NACC provided the baseline data of 1614 African Americans who were cognitively intact. Applying inclusion criteria for age and MMSE reduced the sample to 1233 and then to 1107, respectively. As is described below, we tried to derive or impute missing values when workable. However, 86 participants were excluded due to unavailable values for one or more of the following: medication count (n = 11), Geriatric Depression Scale (GDS; n = 24), education (n = 3), or various NTB subtests (n = 54). Compared to those without missing data, participants excluded due to missing data were slightly older (M = 71.7, SD = 5.14) and reported fewer medications (M = 3.74, SD = 4.44), ps < 0.01, but did not differ on age, education, GDS, and cerebrovascular risk factors. They were also more likely to report a history of hypertension (n = 70), p = 0.04, but did not significantly differ on reporting a SMC, primary care provider (PCP) as referral source, family history, informant memory concerns, or sex. This left 1021 cognitively intact, African American older adults for the analysis.
Procedures
Participants underwent a medical evaluation including a review of health history, physical neurological exam, semi-structured clinical interviews, and neuropsychological testing in accordance to procedures at ADCs. The procedures and specific data elements collected have been described previously 17.
Variables
Age and education are described as integers in years. The GDS was used to assess the symptoms or severity of depression 18. The score for the item “Do you feel that you have more problems with memory than most?” was subtracted from the GDS to avoid potential re-measurement of the variable. Therefore, the adjusted GDS score range was 0 to 14, with higher values indicating greater depressive symptomology. The Hachinski ischemia scale was used to determine cerebrovascular risk on a range of 0 to 10 19, with higher values indicating greater risk. For 26 participants with unavailable Hachinski scores, a surrogate score was imputed along Hachinski criteria using medical history data on stroke or TIA and hypertension, and clinician data for mode of onset of cognitive symptoms (i.e., stepwise or abrupt). The count of all medications was used as a surrogate of chronic health status.

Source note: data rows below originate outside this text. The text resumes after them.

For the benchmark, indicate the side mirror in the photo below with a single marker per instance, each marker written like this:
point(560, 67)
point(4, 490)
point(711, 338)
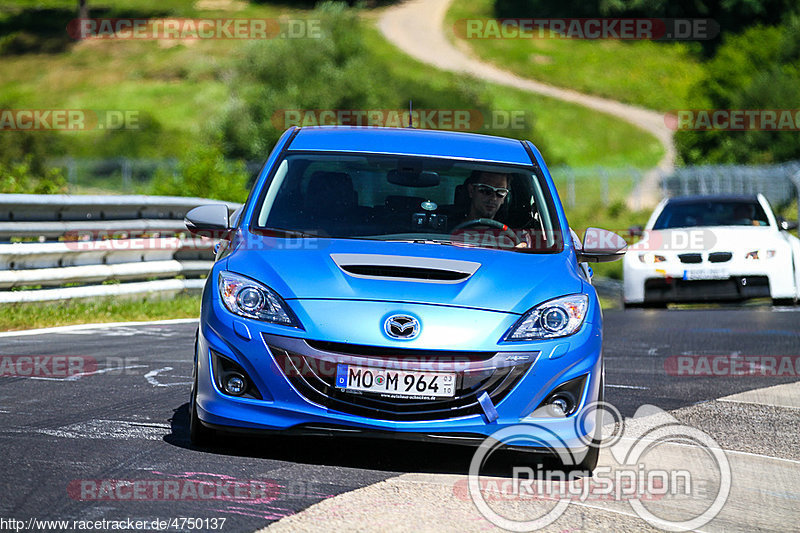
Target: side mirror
point(208, 218)
point(787, 225)
point(600, 246)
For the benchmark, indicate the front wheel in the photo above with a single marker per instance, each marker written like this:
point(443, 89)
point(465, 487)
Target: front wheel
point(199, 435)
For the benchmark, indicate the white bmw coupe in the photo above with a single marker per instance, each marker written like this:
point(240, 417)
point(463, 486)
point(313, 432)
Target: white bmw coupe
point(713, 249)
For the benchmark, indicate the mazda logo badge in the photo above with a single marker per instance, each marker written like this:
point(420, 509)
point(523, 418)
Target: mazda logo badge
point(401, 327)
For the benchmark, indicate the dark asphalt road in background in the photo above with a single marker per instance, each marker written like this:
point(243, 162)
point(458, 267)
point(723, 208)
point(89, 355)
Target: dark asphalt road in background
point(128, 421)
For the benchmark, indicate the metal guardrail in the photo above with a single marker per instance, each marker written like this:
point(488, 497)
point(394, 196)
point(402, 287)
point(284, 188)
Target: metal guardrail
point(138, 243)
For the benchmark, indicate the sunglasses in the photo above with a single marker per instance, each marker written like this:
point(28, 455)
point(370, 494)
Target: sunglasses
point(488, 190)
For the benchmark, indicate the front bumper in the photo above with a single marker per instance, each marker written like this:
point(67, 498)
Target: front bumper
point(287, 407)
point(736, 280)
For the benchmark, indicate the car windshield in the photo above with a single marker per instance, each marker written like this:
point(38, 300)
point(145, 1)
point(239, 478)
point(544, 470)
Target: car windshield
point(711, 213)
point(418, 199)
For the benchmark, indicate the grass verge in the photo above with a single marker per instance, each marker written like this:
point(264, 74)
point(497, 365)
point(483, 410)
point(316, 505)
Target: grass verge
point(49, 314)
point(646, 73)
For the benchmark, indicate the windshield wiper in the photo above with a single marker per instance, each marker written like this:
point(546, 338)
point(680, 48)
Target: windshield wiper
point(280, 232)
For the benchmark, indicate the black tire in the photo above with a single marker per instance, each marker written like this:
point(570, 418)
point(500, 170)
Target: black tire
point(589, 462)
point(199, 435)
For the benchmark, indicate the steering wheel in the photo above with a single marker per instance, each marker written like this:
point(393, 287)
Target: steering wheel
point(492, 223)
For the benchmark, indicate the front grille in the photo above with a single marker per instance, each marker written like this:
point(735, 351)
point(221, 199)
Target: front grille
point(717, 290)
point(719, 257)
point(314, 377)
point(403, 272)
point(341, 348)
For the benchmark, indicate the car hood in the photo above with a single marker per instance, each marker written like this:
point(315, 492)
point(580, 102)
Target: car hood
point(709, 239)
point(349, 269)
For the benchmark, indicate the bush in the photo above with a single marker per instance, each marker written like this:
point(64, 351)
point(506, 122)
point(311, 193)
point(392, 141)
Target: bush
point(338, 71)
point(20, 178)
point(205, 173)
point(759, 69)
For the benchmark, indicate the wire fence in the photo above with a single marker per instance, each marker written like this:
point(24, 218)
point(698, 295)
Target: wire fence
point(578, 187)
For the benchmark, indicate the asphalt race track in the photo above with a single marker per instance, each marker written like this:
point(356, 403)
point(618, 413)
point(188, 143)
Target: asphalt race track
point(125, 420)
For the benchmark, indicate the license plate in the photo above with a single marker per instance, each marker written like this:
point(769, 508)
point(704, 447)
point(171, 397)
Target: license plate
point(708, 273)
point(396, 382)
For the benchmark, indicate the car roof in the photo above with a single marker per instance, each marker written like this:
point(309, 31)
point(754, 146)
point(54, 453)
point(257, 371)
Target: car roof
point(714, 198)
point(410, 141)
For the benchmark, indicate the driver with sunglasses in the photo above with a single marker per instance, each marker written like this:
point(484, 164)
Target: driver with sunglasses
point(487, 192)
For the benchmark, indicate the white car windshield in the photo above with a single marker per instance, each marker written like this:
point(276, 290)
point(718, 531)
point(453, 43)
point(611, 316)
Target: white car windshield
point(687, 214)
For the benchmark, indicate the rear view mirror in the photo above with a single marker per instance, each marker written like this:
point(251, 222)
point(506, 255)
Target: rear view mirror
point(601, 246)
point(411, 178)
point(208, 218)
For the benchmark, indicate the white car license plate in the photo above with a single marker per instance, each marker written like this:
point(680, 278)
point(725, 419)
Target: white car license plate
point(706, 273)
point(396, 382)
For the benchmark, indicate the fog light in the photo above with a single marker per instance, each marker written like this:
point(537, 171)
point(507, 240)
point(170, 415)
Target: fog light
point(561, 403)
point(235, 385)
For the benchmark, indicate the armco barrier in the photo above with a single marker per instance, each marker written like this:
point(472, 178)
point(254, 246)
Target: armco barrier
point(55, 247)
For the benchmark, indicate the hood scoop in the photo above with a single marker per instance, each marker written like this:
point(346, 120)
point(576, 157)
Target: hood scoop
point(404, 268)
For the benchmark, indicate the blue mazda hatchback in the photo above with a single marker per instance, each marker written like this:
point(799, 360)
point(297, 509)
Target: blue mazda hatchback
point(401, 283)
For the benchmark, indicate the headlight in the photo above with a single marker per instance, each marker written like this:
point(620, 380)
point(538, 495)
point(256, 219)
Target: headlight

Additionally, an indicator of which ADC was the data collection site was included to account for possible variation between sites.
Subjective Memory Complaint
SMC was a dichotomous variable derived from responding “yes” to either the memory-specific item on the GDS or in self-report recorded by the clinician. If one of the values were missing, the one available was used to derive SMC.
Adjustments for Potential Confounds Inherent in Reporting SMCs
Several variables were included to control for factors other than objective memory performance that could influence the likelihood of reporting a SMC. Self-reporting a family history of dementia or memory problems was treated as a three-level variable (yes/no/unknown) because this data was unavailable for 111 participants. Rather than exclude these 111 from the analysis, it was decided to create the “unknown” category. Referral sources for enrollment in the study were classified in the raw data from NACC as “health care provider”, “self, relative, or friend”, “other”, or “unknown”. Because the variable was a proxy for the influence PCP support can exert on participation it was dichotomized into “PCP” and “other” for the analysis. Results were unchanged if the raw referral source variable was used (not shown). Motivation for visiting the clinic was dichotomized as “to participate in a research study” or “to have a clinical evaluation and participate in research”.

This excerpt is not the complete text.